So the word Manus is again on everyone’s lips with the news PNG, the US and Australia are to develop the naval base. I first heard of the place in, I think, 1951or 1954 at an election meeting in West Geelong town hall
addressed by Robert Menzies. Menzies was still complaining that the Labor government had refused to accept a fully developed base there from the US at the end of WW2. I remember this because of the following exchange:
Menzies: And Manus went back to the jungle!

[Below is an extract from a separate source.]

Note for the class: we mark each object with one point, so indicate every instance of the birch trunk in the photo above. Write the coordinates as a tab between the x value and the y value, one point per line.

Interjector: Why don’t you?!
I have visited the naval station when it was under Australian administration, the relevance for present purposes being that it was named
HMAS Tarangau, ‘tarangau’ being the White-bellied Sea-Eagle in Melanesian pidgin. The tarangau emblem was (perhaps still is) prominently displayed at the base. This is one of our own local species, indeed one recorded in the 2016-2017 Garden Bird Survey
with a recording rate of 0.04. You will all know that the Bald Eagle emblem of the USA also depicts a sea-eagle, a relatively common bird around Washington DC.
You will probably not find Manus covered in most books on ‘New Guinea’ birds. However I might add that according to
The Birds of Northern Melanesia (Mayr E & Diamond J, 2001) Manus has 50 resident land and freshwater bird species with an ‘endemism index’ of 0.72.